First, min Va is not an unrestricted “yank and bank” speed limit as the old style military would have it - and that erroneous idea killed more than a few military folk in the olden days. As an aside, when next you see an airshow display by a solo F16, you will notice, very clearly, that the pilot, following a high speed run and high-g pull up, will bunt very noticeably prior to rolling into a steep turn. This is to unload the symmetrical g-load in the pull up prior to imposing the rolling wing loads. Certainly the most visually evident example that I can bring to mind.

Second, there is no provision for “rocking and rolling” on a control at min Va. This was a major contributor to the AA587 loss. Basically it is a single input to the stop (or the pilot control design load limit). If the pilot starts cyclical inputs, even somewhat below min Va then things can very easily get out of hand, structure-wise, as happened with AA587.

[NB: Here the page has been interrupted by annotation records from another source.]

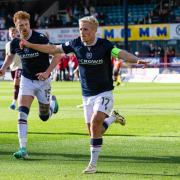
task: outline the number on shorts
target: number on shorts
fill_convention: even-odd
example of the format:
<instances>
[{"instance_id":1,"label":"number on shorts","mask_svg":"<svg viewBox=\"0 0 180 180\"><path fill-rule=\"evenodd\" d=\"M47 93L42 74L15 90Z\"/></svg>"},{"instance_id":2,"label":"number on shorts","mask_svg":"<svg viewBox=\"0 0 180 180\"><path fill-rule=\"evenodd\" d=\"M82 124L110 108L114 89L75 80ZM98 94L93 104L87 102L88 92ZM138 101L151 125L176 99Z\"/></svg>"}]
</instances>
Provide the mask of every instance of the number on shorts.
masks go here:
<instances>
[{"instance_id":1,"label":"number on shorts","mask_svg":"<svg viewBox=\"0 0 180 180\"><path fill-rule=\"evenodd\" d=\"M107 105L110 102L110 99L107 97L102 97L102 105L104 106L105 110L108 108Z\"/></svg>"}]
</instances>

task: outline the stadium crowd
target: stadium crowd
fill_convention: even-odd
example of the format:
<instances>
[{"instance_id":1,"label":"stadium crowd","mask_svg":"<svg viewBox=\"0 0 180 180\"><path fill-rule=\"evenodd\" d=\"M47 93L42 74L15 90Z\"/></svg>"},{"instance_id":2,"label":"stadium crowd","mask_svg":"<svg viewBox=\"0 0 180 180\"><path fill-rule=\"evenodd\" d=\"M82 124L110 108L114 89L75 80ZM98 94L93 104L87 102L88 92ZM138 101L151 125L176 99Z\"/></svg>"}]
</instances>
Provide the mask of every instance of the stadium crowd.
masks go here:
<instances>
[{"instance_id":1,"label":"stadium crowd","mask_svg":"<svg viewBox=\"0 0 180 180\"><path fill-rule=\"evenodd\" d=\"M51 13L49 16L43 16L42 12L38 9L30 12L32 16L32 28L56 28L56 27L72 27L77 26L78 19L83 16L95 16L100 25L109 25L110 17L102 10L103 6L122 6L122 2L118 0L98 2L93 0L73 1L69 0L68 3L59 1L59 12ZM120 3L121 2L121 3ZM133 4L134 1L132 1ZM135 19L133 24L152 24L152 23L179 23L180 16L176 14L179 10L178 0L149 0L149 3L154 4L154 8L149 13L144 15L143 20ZM147 3L148 3L147 2ZM18 10L28 10L24 6L24 1L2 1L0 2L0 29L8 29L13 25L12 14ZM134 4L137 4L134 2ZM145 3L144 3L145 4ZM97 10L98 8L98 10ZM120 10L119 10L120 11ZM128 16L133 16L129 13ZM112 25L113 22L111 22Z\"/></svg>"}]
</instances>

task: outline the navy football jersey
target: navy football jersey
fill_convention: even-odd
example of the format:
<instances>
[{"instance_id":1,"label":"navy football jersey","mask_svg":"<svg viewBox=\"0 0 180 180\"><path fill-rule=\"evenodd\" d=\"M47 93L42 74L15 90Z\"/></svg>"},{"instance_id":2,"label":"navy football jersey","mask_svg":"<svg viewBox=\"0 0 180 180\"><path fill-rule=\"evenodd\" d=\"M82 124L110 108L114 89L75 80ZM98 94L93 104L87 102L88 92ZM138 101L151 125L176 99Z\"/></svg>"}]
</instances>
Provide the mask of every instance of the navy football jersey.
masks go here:
<instances>
[{"instance_id":1,"label":"navy football jersey","mask_svg":"<svg viewBox=\"0 0 180 180\"><path fill-rule=\"evenodd\" d=\"M34 44L47 44L49 40L47 37L36 31L32 31L29 42ZM22 75L28 79L38 80L36 74L44 72L49 66L49 54L41 53L39 51L24 47L19 47L20 39L15 38L10 45L11 54L18 54L22 61Z\"/></svg>"},{"instance_id":2,"label":"navy football jersey","mask_svg":"<svg viewBox=\"0 0 180 180\"><path fill-rule=\"evenodd\" d=\"M64 52L74 52L78 59L83 96L93 96L113 89L111 50L113 45L98 38L93 46L85 46L80 38L62 44Z\"/></svg>"}]
</instances>

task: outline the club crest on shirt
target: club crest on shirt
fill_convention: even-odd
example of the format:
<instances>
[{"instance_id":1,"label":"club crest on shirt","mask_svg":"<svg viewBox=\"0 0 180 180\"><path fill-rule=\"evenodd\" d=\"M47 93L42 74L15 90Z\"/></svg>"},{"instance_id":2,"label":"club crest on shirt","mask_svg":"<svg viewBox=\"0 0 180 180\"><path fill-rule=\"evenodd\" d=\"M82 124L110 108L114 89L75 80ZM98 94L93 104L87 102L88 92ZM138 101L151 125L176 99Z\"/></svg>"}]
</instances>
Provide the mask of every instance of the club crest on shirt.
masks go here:
<instances>
[{"instance_id":1,"label":"club crest on shirt","mask_svg":"<svg viewBox=\"0 0 180 180\"><path fill-rule=\"evenodd\" d=\"M28 48L24 48L23 51L24 51L24 53L28 53L29 49Z\"/></svg>"},{"instance_id":2,"label":"club crest on shirt","mask_svg":"<svg viewBox=\"0 0 180 180\"><path fill-rule=\"evenodd\" d=\"M87 52L86 53L86 58L87 59L92 59L92 53L91 52Z\"/></svg>"}]
</instances>

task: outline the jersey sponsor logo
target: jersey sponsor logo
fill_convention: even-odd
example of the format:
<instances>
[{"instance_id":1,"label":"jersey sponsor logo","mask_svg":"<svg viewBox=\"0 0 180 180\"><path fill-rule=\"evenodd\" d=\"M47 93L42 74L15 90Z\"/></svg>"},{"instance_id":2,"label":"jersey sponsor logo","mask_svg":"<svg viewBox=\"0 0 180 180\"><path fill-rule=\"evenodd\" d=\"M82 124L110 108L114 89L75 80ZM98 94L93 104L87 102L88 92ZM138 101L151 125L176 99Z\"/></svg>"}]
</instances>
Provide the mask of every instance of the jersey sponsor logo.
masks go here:
<instances>
[{"instance_id":1,"label":"jersey sponsor logo","mask_svg":"<svg viewBox=\"0 0 180 180\"><path fill-rule=\"evenodd\" d=\"M29 49L28 48L24 48L23 51L24 51L24 53L29 53Z\"/></svg>"},{"instance_id":2,"label":"jersey sponsor logo","mask_svg":"<svg viewBox=\"0 0 180 180\"><path fill-rule=\"evenodd\" d=\"M99 65L103 64L103 59L79 59L79 64Z\"/></svg>"},{"instance_id":3,"label":"jersey sponsor logo","mask_svg":"<svg viewBox=\"0 0 180 180\"><path fill-rule=\"evenodd\" d=\"M86 58L87 59L91 59L92 58L92 53L91 52L87 52L86 53Z\"/></svg>"},{"instance_id":4,"label":"jersey sponsor logo","mask_svg":"<svg viewBox=\"0 0 180 180\"><path fill-rule=\"evenodd\" d=\"M38 57L39 53L35 52L35 53L26 53L26 54L19 54L19 56L23 59L28 59L28 58L34 58L34 57Z\"/></svg>"},{"instance_id":5,"label":"jersey sponsor logo","mask_svg":"<svg viewBox=\"0 0 180 180\"><path fill-rule=\"evenodd\" d=\"M65 43L65 46L69 46L69 41L67 41L67 42Z\"/></svg>"}]
</instances>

Third, the basic idea is one control at a time, by itself ONLY, moved to the stop and, subsequently, relaxed to neutral (except for the checked manoeuvre consideration noted above).

Looking at the structural implications, if you are at min Va (=Vs√n), then, if things go right for you, you can apply a strong pitch up elevator input (but no rudder/aileron input simultaneously) and expect the aircraft to stall at or about a g-load equal to the design limit load factor. If you start the manoeuvre at a speed somewhat less than min Va, you will stall prior to reaching the limit load factor. On the other hand, if you start the manoeuvre somewhat above min Va, (or at Va if the limit is above the minimum value permitted) then you can confidently expect to overload the structure well above the limit load factor. Should that, as it very easily could do, put you above the ultimate load factor (1.5 x limit n) then you may well find yourself in a world of real surprise and hurt.

That’s all fine, but where do gross weight variations come into consideration ? For this we need to consider what is called the Vn (or Vg) diagram. So that things don’t get confusing, I have drawn only a part of the normal diagram, as shown below.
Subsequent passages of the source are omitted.